We must not forget to add the warming spices to our fall and winter menu…emphasize ginger, peppercorns, mustard seeds, cayenne pepper, cinnamon, clove, and turmeric…

In winter, turn even more exclusively toward warming foods. Remember the principle that foods taking longer to grow are generally more warming than foods that grow quickly. All of the animal foods fall into the warming category including fish, chicken, beef, and lamb. So do most of the root vegetables, including carrot, potato, onions and garlic. Eggs also fit in here, as do corn and nuts.

In all seasons, be creative and listen to your body, it will dictate the foods needed to energize and stabilize for the season. Let the natural backdrop of spring, summer, fall and winter be your guide.
~
A simple stew and bread can be tweaked to the most nourishing meal one could need…to the stew, start with your seasonal vegetables and meat of choice ( if any) add dried herbs such as thyme or basil for flavor, a good shake of cayenne pepper and a bland pot suddenly becomes festive!

The bread can be seasoned with oregano and garlic, black-pepper or your favorite hot pepper, sage also adds great flavor to bread….just enough for a slight bite…don’t over season or you’ll just end up with ‘hot’ and not pleased.

Experiment…enjoy!

Seasonal Eating~

Eating In Season~
~
Eating foods when nature produces them is what people the world over have done naturally throughout most of history, before supermarkets landed on every corner of the landscape and processed foods became ubiquitous.
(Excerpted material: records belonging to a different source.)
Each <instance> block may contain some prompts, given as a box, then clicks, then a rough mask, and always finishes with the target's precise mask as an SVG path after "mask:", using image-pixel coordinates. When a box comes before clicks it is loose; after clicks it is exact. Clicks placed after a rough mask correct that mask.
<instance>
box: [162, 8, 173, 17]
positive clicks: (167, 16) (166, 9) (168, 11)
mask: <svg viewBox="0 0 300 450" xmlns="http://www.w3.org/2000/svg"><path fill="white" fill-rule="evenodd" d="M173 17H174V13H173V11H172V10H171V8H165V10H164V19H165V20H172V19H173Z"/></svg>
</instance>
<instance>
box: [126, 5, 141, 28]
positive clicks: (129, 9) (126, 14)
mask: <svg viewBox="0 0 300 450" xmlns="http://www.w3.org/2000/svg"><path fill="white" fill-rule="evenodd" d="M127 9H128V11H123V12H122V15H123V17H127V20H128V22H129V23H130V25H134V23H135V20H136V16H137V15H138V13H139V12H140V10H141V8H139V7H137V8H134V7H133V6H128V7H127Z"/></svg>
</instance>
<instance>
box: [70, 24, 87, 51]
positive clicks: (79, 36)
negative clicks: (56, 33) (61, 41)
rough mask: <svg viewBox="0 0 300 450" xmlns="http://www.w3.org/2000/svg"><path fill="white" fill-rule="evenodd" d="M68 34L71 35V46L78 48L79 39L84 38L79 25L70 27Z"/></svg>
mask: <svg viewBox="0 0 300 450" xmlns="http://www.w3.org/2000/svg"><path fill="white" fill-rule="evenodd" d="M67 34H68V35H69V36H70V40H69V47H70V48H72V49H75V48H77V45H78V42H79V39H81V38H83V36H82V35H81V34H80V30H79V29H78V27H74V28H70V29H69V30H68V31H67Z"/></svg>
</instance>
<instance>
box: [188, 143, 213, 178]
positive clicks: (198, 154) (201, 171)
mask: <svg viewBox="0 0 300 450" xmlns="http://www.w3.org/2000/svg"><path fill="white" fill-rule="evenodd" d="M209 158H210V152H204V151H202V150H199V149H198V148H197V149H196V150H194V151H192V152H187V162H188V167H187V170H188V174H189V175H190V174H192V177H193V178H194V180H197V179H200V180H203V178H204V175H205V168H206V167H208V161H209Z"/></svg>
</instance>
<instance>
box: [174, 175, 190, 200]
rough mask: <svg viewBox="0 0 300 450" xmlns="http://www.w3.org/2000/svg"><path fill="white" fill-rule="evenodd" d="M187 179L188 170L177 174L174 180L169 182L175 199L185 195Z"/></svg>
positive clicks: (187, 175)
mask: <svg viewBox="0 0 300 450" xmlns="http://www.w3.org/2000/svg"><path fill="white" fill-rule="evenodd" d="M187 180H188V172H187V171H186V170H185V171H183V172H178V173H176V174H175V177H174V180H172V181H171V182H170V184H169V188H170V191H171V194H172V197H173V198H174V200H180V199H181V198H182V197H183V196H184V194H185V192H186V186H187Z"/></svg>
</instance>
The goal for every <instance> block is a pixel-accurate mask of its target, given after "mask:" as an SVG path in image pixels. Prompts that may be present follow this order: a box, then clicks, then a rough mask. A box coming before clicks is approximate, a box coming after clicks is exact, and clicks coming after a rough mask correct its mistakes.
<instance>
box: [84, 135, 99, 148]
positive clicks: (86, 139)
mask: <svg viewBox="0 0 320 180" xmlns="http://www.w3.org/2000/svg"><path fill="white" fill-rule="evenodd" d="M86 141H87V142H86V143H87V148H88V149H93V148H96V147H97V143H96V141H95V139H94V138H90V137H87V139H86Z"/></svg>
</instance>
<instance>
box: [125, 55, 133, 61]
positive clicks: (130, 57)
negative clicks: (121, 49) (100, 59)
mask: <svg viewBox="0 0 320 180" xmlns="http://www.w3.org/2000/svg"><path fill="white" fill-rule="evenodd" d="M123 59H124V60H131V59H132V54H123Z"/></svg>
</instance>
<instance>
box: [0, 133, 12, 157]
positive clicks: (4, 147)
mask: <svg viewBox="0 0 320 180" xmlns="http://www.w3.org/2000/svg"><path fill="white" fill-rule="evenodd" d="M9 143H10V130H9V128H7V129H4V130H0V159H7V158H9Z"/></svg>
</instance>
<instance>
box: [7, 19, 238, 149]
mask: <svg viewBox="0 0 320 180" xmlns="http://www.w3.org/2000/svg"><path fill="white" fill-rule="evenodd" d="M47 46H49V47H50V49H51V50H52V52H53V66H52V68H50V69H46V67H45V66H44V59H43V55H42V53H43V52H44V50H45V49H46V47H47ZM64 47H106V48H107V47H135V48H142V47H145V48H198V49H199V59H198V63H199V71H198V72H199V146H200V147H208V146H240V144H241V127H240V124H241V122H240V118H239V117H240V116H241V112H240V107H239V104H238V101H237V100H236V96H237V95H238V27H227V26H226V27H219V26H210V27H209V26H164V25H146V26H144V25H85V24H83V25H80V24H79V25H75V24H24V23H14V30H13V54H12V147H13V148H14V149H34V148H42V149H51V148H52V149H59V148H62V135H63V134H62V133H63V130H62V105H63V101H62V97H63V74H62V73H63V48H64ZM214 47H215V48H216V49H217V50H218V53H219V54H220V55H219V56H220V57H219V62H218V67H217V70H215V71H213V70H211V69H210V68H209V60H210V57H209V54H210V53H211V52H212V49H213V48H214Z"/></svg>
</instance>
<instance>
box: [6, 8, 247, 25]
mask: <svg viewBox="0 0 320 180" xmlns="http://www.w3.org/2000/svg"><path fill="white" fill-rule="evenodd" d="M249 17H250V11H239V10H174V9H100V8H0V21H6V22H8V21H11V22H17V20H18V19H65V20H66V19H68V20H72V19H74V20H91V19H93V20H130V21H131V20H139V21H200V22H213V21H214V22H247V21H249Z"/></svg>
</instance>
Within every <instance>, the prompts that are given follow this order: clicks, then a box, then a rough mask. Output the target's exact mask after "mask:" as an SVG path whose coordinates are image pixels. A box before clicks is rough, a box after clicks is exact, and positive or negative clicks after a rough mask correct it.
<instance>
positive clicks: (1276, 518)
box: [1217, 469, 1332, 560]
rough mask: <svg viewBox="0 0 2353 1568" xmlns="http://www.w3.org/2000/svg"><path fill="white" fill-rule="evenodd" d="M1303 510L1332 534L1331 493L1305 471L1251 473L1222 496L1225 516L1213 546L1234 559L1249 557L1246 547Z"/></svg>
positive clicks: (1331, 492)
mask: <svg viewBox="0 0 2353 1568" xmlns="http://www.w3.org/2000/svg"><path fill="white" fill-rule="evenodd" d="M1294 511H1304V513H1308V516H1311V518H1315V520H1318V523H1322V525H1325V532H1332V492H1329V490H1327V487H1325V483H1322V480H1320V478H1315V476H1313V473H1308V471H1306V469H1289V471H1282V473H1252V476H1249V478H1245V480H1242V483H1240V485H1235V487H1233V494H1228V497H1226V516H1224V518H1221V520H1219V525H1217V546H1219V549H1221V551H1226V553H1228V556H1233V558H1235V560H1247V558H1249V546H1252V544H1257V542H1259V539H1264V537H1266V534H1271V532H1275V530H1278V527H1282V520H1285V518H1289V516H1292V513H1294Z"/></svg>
Seasonal eating is also a cornerstone of several ancient and holistic medical traditions, which view it as integral to good health and emotional balance.

Seasonal eating means two things….building meals around foods that have just been harvested at their peak and adjusting your diet to meet the particular health challenges of winter, spring, summer and fall. While it may seem like a luxury to have any food we want, anytime we want it, eating foods in season is directly related to how well our system functions .

( if we dress our body in layers of heavy clothing in August…the body will sweat and actually become sick if not unburdened of the load…the same applies to what we put into our stomach…heavy foods in summer makes extra work for the entire system….leaving it exhausted and in the fight or flight mode…not a good place for it to be!)

(If, we opt for salads in the cold winter months…again the fight or flight mode kicks in and will pull vital nutrients needed for warmth and stability from other places …leaving someone without winter fuel for survival.)

Seasonal eating connects us to the calendar and often to one another, reminding us of simple joys — apple picking on a clear autumn day, slicing a juicy red tomato in the heat of summer, celebrating winter holidays with belly-warming fare. Secondly, produce picked and eaten at its peak has more vitamins, minerals and antioxidants than foods harvested before they’re ripe and then shipped long distances.

**Today’s landscape does not have a farm or a kitchen garden on every corner,
however, with thought and a little planning we can still accomplish the goal and reap the benefits of Seasonal Eating.

I hope this little series has sparked a notion that settles in for the season and dines with you daily! Nothing better than good company over good food!